If we treat the expression \displaystyle w=\frac{z+i}{z-i} as an unknown, we have the equation

\displaystyle w^2=-1\,\textrm{.}

We know already that this equation has roots

\displaystyle w=\left\{\begin{align} -i\,,&\\[5pt] i\,,& \end{align}\right.

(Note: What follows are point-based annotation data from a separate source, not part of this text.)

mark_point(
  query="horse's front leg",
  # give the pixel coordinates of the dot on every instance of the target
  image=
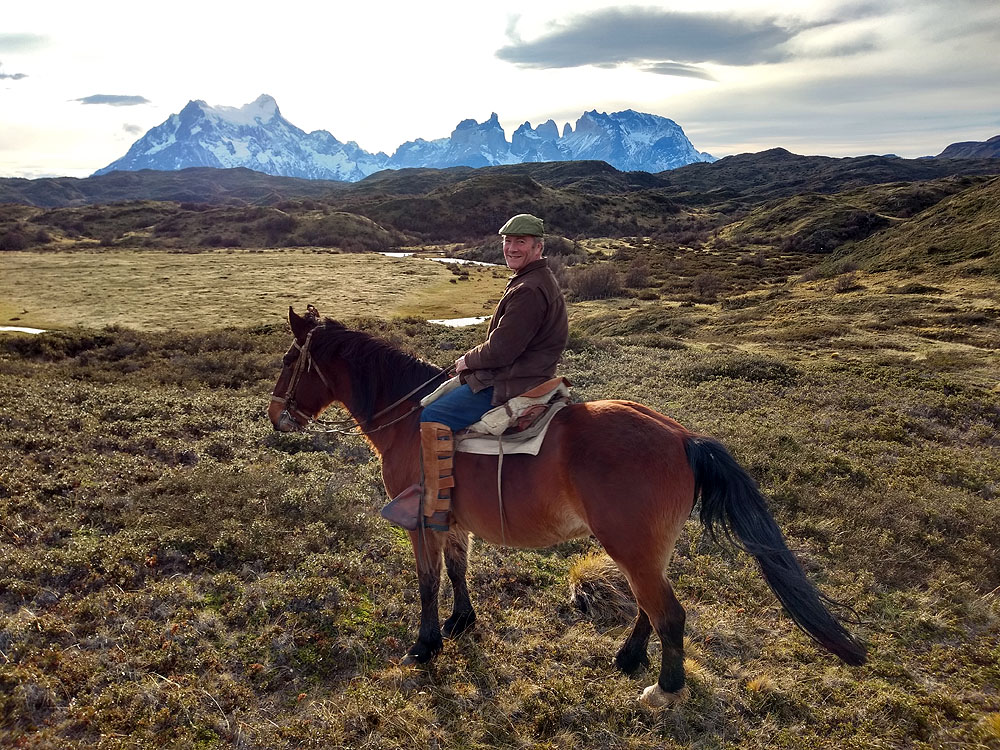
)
(427, 546)
(456, 561)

so \displaystyle z should satisfy one of the equation's

\displaystyle \frac{z+i}{z-i}=-i\quad or \displaystyle \quad\frac{z+i}{z-i}=i\,\textrm{.}

We solve these equations one by one.

• \displaystyle (z+i)/(z-i)=-i:

Multiply both sides by \displaystyle z-i,

\displaystyle z+i=-i(z-i)\,\textrm{.}

Move all the \displaystyle z-terms over to the left-hand side and all the constants to the right-hand side,

\displaystyle z+iz=-1-i\,\textrm{.}

This gives

\displaystyle z = \frac{-1-i}{1+i} = \frac{-(1+i)}{1+i} = -1\,\textrm{.}

• \displaystyle (z+i)/(z-i)=i:

Multiply both sides by \displaystyle z-i,

\displaystyle z+i=i(z-i)\,\textrm{.}

Move all the \displaystyle z-terms over to the left-hand side and all the constants to the right-hand side,

\displaystyle z-iz=1-i\,\textrm{.}

This gives

\displaystyle z = \frac{1-i}{1-i} = 1\,\textrm{.}

The solutions are therefore \displaystyle z=-1 and \displaystyle z=1\,.